But everything changed for the nine-year-old at Melbourne's Beaumaris Primary School when he was sexually abused by a teacher, Tony, in the mid 1970s.
It wasn't the first time Tony had abused the grade four student but during the school photo day, things escalated when the teacher abused him in a public setting as he was getting changed into his sports gear.
"During primary school, I began to despise teachers and other authority figures like him," Hank said in a statement read out to an inquiry into historic offending at Victorian government primary schools on Wednesday.
From then on, Tony's involvement in sports at school and in the community ruined Hank's experience of his childhood.
"Tony abusing me became linked to the very things that I loved," Hank said.

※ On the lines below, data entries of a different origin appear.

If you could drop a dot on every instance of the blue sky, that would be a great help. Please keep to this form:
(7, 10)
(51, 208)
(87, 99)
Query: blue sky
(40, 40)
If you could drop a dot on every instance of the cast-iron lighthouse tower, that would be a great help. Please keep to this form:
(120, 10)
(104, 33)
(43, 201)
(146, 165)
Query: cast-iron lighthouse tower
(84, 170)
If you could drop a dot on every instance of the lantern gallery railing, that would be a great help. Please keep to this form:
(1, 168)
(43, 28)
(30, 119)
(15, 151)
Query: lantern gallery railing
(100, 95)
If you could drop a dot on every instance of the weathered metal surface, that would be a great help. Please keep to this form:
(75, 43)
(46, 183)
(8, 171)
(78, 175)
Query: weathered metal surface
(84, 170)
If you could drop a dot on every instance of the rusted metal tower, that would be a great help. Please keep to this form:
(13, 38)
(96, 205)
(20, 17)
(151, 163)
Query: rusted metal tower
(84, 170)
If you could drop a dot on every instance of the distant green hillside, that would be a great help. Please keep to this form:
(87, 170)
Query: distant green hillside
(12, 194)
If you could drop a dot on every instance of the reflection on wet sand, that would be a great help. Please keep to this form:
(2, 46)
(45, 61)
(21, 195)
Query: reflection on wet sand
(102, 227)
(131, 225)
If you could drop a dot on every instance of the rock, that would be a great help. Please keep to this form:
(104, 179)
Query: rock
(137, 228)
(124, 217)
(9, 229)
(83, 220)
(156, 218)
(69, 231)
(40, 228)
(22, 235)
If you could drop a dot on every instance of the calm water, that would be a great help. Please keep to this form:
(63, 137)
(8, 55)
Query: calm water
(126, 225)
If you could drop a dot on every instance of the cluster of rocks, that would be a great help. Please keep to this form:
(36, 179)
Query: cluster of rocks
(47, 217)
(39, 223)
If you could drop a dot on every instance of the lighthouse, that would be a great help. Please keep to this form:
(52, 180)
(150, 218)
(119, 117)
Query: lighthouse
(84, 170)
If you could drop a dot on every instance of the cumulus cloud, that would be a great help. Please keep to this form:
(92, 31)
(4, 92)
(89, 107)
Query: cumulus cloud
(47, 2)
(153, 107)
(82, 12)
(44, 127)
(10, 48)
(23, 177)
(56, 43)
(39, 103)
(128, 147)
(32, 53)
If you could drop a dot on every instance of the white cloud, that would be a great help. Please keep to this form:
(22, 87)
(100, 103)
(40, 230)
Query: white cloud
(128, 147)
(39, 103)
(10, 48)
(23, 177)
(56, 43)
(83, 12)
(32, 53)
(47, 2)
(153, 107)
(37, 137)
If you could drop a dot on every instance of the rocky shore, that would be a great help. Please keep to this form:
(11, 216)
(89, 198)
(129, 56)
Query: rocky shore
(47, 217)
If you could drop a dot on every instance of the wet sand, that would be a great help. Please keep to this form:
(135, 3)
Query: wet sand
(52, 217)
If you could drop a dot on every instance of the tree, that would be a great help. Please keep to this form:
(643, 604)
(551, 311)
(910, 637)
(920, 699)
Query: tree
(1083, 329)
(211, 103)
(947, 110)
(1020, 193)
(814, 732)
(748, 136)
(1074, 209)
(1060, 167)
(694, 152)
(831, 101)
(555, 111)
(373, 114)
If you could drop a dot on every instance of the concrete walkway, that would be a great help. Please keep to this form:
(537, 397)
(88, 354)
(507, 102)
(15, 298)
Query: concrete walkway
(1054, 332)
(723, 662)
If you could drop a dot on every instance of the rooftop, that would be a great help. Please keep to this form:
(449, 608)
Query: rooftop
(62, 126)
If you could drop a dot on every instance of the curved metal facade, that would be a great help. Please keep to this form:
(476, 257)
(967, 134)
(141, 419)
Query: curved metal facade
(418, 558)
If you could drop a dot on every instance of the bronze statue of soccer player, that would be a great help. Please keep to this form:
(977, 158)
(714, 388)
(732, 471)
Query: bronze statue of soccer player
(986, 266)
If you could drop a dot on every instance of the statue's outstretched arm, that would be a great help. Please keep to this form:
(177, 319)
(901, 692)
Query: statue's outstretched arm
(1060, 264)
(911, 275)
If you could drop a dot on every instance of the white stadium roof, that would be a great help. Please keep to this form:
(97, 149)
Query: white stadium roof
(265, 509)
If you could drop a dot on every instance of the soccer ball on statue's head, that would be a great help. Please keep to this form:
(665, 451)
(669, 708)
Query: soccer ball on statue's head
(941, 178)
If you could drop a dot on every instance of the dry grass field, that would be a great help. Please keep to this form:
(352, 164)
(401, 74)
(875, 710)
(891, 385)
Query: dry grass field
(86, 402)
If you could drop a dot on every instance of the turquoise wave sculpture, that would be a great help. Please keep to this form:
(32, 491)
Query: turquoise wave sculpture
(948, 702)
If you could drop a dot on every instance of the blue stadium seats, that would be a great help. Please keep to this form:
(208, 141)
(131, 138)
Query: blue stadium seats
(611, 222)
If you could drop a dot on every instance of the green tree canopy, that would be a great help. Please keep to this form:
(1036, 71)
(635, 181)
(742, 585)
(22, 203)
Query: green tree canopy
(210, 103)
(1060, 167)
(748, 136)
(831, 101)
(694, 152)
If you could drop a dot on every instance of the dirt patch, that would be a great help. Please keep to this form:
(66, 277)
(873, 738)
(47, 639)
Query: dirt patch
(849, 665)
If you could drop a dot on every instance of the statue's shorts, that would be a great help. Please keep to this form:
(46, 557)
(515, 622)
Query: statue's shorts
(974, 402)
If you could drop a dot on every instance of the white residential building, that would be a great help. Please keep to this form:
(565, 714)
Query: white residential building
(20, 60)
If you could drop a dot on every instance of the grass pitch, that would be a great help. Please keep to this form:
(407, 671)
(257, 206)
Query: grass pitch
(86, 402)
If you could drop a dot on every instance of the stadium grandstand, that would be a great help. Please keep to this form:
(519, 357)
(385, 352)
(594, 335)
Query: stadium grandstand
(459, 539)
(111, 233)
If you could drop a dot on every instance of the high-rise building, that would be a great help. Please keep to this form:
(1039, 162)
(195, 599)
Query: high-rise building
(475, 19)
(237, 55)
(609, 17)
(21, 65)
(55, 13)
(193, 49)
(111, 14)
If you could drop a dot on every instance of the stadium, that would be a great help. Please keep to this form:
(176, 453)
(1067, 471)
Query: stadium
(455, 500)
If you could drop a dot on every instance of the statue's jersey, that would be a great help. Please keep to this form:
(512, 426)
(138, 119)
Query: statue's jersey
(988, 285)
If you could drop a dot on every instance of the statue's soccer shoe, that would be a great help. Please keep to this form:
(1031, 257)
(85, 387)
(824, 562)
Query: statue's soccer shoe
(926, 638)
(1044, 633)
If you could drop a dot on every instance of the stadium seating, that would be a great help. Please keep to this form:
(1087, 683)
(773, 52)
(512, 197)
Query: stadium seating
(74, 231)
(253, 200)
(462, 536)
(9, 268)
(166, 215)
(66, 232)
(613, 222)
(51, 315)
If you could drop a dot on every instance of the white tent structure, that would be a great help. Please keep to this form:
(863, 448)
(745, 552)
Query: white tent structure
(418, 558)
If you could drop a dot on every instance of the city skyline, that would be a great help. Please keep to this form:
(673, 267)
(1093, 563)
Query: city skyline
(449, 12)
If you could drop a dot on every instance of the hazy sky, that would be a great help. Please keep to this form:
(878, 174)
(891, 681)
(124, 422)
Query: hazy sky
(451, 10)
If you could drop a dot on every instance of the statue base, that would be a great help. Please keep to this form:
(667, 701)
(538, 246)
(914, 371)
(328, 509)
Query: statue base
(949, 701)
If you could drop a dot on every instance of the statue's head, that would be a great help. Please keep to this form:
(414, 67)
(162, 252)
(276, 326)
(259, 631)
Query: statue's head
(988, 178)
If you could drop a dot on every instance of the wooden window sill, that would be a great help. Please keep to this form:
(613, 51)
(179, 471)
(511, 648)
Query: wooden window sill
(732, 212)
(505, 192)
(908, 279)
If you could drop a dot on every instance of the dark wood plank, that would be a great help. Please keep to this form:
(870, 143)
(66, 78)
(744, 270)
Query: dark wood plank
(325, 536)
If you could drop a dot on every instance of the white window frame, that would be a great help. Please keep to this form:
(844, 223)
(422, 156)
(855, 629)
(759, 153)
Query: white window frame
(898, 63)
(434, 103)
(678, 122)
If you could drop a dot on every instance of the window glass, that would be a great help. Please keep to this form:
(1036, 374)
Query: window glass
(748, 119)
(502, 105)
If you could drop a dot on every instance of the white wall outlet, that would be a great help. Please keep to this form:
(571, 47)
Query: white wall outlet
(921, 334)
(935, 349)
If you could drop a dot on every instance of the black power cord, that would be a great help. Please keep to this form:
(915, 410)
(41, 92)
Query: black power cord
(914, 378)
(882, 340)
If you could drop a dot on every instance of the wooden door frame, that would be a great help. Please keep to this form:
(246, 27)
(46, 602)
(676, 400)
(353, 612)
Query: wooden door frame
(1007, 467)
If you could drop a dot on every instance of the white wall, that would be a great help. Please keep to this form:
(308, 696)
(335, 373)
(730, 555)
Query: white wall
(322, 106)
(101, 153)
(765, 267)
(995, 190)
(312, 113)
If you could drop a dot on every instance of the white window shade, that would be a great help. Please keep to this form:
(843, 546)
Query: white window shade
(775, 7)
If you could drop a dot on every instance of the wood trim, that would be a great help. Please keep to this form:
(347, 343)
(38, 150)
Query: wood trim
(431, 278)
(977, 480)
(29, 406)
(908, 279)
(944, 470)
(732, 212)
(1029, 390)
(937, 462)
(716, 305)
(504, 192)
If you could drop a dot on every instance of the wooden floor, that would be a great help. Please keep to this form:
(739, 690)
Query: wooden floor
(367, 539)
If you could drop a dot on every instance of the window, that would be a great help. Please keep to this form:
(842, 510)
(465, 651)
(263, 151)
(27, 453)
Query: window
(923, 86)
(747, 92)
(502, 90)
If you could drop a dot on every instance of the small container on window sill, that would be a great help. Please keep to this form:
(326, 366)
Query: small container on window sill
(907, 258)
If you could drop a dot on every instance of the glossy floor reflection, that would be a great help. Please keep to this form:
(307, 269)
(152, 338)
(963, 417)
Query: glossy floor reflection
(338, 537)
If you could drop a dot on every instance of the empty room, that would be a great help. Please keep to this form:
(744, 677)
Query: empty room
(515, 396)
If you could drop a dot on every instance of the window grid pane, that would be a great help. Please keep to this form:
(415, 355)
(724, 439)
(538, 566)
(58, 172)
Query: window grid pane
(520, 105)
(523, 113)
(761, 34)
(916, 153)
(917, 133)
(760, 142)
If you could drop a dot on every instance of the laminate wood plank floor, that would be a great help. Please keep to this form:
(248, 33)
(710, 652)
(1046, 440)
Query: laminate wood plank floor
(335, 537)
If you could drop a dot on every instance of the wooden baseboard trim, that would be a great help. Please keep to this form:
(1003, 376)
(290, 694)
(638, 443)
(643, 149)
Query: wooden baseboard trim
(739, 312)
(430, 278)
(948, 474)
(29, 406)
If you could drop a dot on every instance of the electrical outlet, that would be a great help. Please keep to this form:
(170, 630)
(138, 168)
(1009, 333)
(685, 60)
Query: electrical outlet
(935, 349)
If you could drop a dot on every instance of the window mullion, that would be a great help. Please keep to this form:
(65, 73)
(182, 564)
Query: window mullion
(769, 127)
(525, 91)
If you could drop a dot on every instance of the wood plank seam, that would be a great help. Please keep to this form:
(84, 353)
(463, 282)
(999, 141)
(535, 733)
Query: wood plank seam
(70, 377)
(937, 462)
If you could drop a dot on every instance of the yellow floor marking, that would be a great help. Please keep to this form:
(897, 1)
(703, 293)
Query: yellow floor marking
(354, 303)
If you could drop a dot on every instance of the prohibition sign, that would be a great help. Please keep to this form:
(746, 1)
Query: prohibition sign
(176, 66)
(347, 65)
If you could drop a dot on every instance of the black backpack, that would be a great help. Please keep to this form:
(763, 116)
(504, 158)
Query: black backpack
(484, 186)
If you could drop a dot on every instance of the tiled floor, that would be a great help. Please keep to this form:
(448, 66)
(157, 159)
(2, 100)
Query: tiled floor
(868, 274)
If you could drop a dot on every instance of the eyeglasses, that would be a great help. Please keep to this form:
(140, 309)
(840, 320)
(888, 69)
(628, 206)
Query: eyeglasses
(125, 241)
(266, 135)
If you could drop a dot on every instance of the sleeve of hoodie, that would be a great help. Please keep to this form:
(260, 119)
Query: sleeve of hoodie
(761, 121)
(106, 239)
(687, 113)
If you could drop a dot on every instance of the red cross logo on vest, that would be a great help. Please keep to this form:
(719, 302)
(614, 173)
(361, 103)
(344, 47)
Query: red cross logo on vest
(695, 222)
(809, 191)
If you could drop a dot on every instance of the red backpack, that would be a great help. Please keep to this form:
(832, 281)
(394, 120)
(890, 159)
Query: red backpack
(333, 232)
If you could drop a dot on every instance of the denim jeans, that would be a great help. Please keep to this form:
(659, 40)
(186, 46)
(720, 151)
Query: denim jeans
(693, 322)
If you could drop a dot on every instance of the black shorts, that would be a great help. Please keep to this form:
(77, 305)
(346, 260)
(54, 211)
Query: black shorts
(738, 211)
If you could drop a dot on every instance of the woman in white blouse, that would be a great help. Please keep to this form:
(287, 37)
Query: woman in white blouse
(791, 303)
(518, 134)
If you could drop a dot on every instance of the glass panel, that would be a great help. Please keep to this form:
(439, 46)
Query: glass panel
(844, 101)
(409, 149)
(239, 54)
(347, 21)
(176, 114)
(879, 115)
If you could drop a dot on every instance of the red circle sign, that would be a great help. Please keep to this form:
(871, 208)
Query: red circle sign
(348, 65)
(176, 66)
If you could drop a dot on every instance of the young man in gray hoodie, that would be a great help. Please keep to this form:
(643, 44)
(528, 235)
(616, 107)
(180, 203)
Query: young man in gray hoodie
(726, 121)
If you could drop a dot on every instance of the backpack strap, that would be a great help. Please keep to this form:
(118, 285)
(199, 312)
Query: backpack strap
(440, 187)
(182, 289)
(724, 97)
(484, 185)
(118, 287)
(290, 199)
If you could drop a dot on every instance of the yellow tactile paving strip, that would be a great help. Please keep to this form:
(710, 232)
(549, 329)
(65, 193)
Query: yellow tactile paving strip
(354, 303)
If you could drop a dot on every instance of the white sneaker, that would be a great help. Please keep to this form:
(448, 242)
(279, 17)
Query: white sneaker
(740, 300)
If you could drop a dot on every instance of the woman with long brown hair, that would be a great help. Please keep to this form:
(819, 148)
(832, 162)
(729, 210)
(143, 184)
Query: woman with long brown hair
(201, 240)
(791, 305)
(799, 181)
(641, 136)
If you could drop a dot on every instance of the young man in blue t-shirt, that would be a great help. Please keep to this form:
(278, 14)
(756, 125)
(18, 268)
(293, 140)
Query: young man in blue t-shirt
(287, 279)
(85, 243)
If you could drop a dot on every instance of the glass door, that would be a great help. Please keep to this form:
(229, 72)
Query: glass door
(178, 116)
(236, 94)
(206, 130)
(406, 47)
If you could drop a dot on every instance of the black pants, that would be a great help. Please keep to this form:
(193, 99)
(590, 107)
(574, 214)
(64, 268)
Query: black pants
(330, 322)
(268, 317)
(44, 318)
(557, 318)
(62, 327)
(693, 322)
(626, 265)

"I loved playing football, but my memories of that time now are dominated by avoiding Tony and the threat of being sexually abused."
Another victim-survivor Grant recalled how a Beaumaris teacher abused him and other students multiple times after he had showered at his holiday house.
The teacher had taken the boys to an abattoir where they witnessed cows getting slaughtered with a bolt guns, lambs and sheep being killed with knives and then put onto big hooks.
"The visions were awful. It was an implied threat that ... if we disobeyed him, this would happen to us," Grant said in a statement.
Hank's and other stories of children being sexually abused by teachers and the teachers who turned a blind eye continue to be aired at the hearing which is focusing on accountability.
The independent board of inquiry is examining abuse at Beaumaris primary and 22 other schools in the 1960s, up until 1999, where at least 44 children were abused.
The four teachers under the microscope had transferred between schools in Melbourne's southwest as the abuse occurred.
Hank recounted how another teacher had turned a blind eye to what had happened to him, which led him to keep his abuse quiet.
He pressed for change calling on the Victorian government to introduce tougher sentencing for perpetrators of child sexual abuse.
The inquiry was told there were also a number of missed opportunities for the education department and police to act on the crimes.
Kathleen Foley is leading the inquiry into historic child abuse at Victorian schools.
Victim-survivor Bernard said students at Beaumaris who got in trouble and were sent to the principal's office would use exposing sexual abuse by a teacher as a way of getting out of trouble.
"Bernard understood that at least some staff at Beaumaris knew what was happening and apparently did nothing," counsel assisting Fiona Ryan said.
She pointed to the 1882 Royal Commission into public instruction which revealed the department was aware of the risk teachers might behave immorally towards students and this was a risk that needed to be managed.
The Deputy Secretary of Victoria's Education Department David Howes also fronted the inquiry's second phase on Wednesday.